1 cup
pecan halves
2 ½
cups all-purpose flour
1 ¼
teaspoons baking powder
¾
teaspoon baking soda
1
teaspoon ground cinnamon
¾
teaspoon salt
1/8
teaspoon ground nutmeg
Pinch
ground cloves
1 ½
cups (about 3 large) mashed very ripe bananas
½ cup
buttermilk or sour milk (1/4 cup milk plus 1 teaspoon vinegar or fresh lemon
juice)
1
teaspoon vanilla extract
½ cup
butter, softened (no substitutes)
¾ cup
packed brown sugar
½ cup
granulated sugar
3
large eggs, at room temperature
SMASH |
Heat oven to 350F. Grease and flour a 9x5x3-inch loaf pan.
Pulse nuts in food processor until coarsely chopped. (Some will be finely
chopped; some will be larger chopped pieces.) Set aside.
Whisk together flour, baking powder, baking soda, cinnamon,
salt, nutmeg and cloves in a medium bowl.
Whisking dry ingredients: messy, but fun! |
Combine bananas, buttermilk and
vanilla in another bowl.
Beat butter and sugars in a large mixer bowl at medium-high
speed 5 minutes, until light and fluffy. Add eggs one at a time, beating 30
seconds to 1 minute after each addition, until combined.
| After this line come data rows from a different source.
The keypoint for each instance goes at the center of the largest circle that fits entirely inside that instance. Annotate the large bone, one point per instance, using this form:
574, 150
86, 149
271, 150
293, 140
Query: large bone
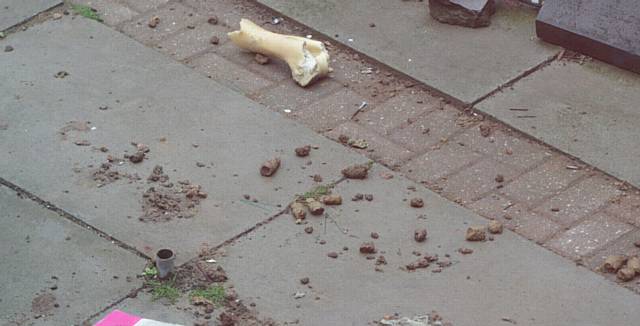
308, 59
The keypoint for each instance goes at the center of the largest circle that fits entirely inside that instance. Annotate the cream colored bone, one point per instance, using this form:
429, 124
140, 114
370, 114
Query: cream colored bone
308, 59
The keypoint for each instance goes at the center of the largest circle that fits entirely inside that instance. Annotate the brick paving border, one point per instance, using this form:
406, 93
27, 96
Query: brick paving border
540, 193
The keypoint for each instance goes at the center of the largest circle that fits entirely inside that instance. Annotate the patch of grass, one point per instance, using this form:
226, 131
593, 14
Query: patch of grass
86, 11
215, 294
318, 192
150, 272
164, 289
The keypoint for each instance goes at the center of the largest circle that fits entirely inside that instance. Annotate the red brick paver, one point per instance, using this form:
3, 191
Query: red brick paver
545, 196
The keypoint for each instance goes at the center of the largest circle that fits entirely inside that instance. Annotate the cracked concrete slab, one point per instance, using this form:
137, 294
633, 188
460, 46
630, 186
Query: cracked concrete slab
587, 110
195, 128
14, 12
55, 272
461, 62
509, 277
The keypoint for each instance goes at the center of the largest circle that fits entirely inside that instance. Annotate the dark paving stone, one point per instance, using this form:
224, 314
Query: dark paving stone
606, 30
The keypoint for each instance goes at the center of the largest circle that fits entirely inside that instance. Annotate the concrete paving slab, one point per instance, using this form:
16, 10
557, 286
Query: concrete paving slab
14, 12
152, 100
461, 62
506, 278
589, 111
54, 271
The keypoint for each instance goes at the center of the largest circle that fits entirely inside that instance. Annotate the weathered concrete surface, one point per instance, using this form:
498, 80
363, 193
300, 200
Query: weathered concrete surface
14, 12
143, 305
506, 278
463, 63
48, 261
148, 98
589, 111
609, 31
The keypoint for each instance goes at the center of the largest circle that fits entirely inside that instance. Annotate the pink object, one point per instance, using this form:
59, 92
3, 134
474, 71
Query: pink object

Three bowls of schtuff total. |
Reduce speed to
medium-low; gradually beat in half the flour mixture, just until combined. Beat
in half the banana mixture, just until combined. Repeat with remaining flour
and banana mixtures. Fold in nuts.
Scrape batter evenly into the prepared pan.
I was seriously skeptical that all of this batter would fit in the loaf pan. |
But I'll be damned! |
Bake 70 to 72
minutes, until a toothpick inserted in to the center comes out almost clean
(moist crumbs are okay). Cool loaf in pan 5 minutes. Cut around sides of pan to
loosen; unmold bread onto a wire rack, turning top side up, and cool completely.
If desired, wrap well in plastic wrap and store at room temperature overnight.
Hot and ready! |
My Rating: 4/5 "Great flavor! It rises really nicely and maintains a moist and tasty interior. The spices combine quite deliciously with the banana flavor and the sugars. Overall, a nice treat!"